Among COVID-19 patients whose MS has taken their ability to walk, 14.0 percent died of the disease; 8.3 percent were admitted to an ICU or placed on a ventilator; and 24.6 percent were hospitalized.
The review study considered a total of 3,452 people with MS. Just over 75 percent were women, and nearly 82 percent had relapsing-remitting MS. Nearly 47 percent were from U.S. Census regions in the south.
Though “nonambulatory” may feel like it limits the severity to a smaller wedge of the MS patient pie, the original paper reported that “ambulatory disability, both nonambulatory and requiring assistance to walk, was independently associated with increased odds of poor clinical severity levels after adjusting for other risk factors.”
What Is COViMS, Anyway?
According to its website, “COViMS (COVID-19 Infections in MS and Related Diseases) is a joint effort of the National MS Society, Consortium of MS Centers, and Multiple Sclerosis Society of Canada to capture information on outcomes of people with MS and other CNS demyelinating diseases (neuromyelitis optica, or MOG antibody disease) who have developed COVID-19.”

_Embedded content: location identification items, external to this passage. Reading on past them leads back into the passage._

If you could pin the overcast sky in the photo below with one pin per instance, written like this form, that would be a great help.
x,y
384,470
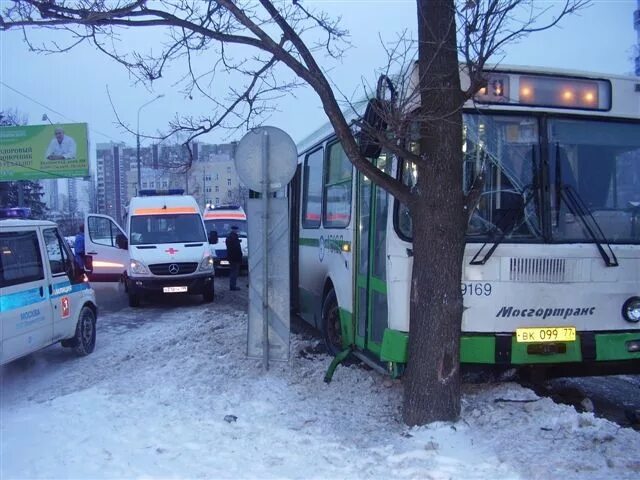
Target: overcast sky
x,y
72,87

They also state that “the goal of the registry is to rapidly define the impact of COVID-19 on patients with MS and how factors such as age, comorbidities, and MS treatments impact COVID-19 outcomes.”
How Can You Participate if You’ve Had COVID-19?
While the COViMS registry is set up for healthcare professionals to report cases of COVID-19 and not for the patients themselves, the organization does encourage people with MS to ask their doctors if they have reported their case to the site and to ask them to do so if not.
For those of us with multiple sclerosis who would like to participate in COVID-19-related research, COViMS offers a link to an NMSS page with a number of study participation options.
RELATED: 5 Lessons for Surviving COVID-19 Isolation When You Have MS
The Need for Ongoing Vigilance
As we near the two-year mark from when SARS‐CoV‐2 first emerged, it is becoming more and more apparent that those of us with MS must continue to be vigilant in protecting ourselves and our families from the virus. Particularly for those of us for whom walking has become an issue due to multiple sclerosis, these new figures highlight the urgency.
Wishing you and your family the best of health.